Admittedly it is hardly a cover-up or travesty of Zimbabwean proportions, but still, it is worth wondering why fat cat council executives in their ivory towers think they can make such decisions based seemingly on little fact, knowledge or common sense and without any anticipation that people living in a democracy would then ask ‘why?’.

To highlight the sheer daftness of the decision, I checked out whether members of the public would also be banned from the chamber to stop them being swayed one way or the other? The answer was, of course, ‘no’.

Will the archived meetings from the last six months be removed from the council’s website? No they won’t be.

So why, you may ask, should the webcam be different?

From what I’m told, it appears to come down to how one interprets the word ‘publicity’. Holding a meeting in public does not necessarily publicise any particular candidate, but streaming it live online could.

You really couldn’t make it up, only the council has done exactly that.

Seemingly the same system was run last year during purdah, although why that was seems difficult to ascertain.

I’m told legal advice was sought from other authorities and those people who spend their days studying such things, and after being told that everyone was pretty much doing whatever they wanted, Hertsmere decided to turn the cameras off.

Perhaps the only moral here, other than the fact local authorities have too many staff with too little to do, is as follows.
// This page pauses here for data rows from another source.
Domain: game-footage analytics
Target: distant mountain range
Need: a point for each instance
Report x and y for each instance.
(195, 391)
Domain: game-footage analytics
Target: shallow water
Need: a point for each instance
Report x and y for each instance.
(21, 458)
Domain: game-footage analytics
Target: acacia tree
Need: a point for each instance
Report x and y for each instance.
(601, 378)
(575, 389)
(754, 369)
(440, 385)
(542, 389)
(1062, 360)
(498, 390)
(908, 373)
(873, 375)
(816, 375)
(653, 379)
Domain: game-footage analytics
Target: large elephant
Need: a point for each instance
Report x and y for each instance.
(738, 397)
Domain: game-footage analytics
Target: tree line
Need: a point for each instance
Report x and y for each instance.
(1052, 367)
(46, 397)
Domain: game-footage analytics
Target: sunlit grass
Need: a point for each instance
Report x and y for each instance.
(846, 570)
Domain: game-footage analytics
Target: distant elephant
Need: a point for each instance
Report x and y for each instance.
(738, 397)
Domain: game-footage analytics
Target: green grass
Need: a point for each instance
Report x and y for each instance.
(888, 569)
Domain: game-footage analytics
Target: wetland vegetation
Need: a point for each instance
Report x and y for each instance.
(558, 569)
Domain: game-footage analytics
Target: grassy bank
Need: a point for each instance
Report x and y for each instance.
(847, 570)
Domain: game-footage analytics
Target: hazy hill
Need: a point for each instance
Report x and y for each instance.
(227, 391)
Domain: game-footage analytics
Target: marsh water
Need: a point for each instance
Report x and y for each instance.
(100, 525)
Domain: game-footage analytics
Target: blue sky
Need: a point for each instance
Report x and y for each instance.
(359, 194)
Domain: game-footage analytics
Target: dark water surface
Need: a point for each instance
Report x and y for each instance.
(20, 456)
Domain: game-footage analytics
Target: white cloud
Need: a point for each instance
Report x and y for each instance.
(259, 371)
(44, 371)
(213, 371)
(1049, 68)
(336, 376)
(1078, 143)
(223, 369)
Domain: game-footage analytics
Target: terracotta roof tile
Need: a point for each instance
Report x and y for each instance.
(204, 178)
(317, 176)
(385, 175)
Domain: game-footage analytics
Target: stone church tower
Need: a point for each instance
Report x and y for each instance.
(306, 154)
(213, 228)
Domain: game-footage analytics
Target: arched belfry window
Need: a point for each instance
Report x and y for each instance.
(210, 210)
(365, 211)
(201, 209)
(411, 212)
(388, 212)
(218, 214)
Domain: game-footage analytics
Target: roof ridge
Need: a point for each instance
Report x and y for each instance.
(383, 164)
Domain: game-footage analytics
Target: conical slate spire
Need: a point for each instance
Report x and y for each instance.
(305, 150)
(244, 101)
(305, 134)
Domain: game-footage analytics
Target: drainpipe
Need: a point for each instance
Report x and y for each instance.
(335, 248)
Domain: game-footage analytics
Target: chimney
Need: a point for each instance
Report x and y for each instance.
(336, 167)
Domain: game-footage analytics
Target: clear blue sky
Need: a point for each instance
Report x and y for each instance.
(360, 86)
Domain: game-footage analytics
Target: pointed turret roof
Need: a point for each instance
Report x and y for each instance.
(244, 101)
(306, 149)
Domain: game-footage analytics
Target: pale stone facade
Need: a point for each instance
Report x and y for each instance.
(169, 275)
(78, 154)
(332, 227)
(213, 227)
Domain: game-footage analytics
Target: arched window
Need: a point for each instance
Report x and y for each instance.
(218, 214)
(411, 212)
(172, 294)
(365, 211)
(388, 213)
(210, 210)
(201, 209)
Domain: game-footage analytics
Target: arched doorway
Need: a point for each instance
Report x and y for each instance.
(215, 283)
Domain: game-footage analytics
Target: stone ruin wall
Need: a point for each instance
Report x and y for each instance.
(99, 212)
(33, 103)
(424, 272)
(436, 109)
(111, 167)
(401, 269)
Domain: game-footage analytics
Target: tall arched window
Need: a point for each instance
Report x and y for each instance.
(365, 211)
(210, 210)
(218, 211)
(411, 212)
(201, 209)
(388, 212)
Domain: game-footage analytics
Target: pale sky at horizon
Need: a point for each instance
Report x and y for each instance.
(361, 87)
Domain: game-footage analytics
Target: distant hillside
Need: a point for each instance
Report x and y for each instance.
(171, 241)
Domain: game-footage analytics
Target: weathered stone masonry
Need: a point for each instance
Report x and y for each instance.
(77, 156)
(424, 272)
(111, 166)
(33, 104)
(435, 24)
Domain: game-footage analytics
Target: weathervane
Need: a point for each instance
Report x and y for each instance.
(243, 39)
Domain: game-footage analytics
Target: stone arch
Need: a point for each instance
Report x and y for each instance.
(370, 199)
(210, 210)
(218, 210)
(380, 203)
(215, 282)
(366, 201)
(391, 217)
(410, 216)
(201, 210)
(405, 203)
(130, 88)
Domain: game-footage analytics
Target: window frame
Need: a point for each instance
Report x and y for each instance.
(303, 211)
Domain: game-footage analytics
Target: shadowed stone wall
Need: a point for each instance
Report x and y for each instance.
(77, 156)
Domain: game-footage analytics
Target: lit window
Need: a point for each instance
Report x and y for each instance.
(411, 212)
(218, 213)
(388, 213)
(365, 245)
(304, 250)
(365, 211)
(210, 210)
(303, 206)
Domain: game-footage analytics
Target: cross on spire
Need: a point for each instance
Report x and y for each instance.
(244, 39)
From time to time a great number of our councillors would do well to remember that they do not have a God-given right to their seat in the chamber. They are elected by us, the public, funded by us, the tax payers, and can be done away with at the ballot box by us, the voters.

In reality it makes little difference whether the meeting is broadcast online — the number of people watching could presumably be counted on the fingers of one hand.

What is more important to remember is that layer upon layer of bureaucracy and legalistic red tape does little to help our elected members in the eyes of their constituents.

While familiarity may breed contempt, a lack of transparency hightens suspicion.

I may yet be proved wrong, but I fully expect there to be terribly low turnouts in most Hertsmere wards up for election on May 1. Perhaps once councillors see only a couple of hundred votes tumble out of the ballot boxes they will realise how their constituents truly feel.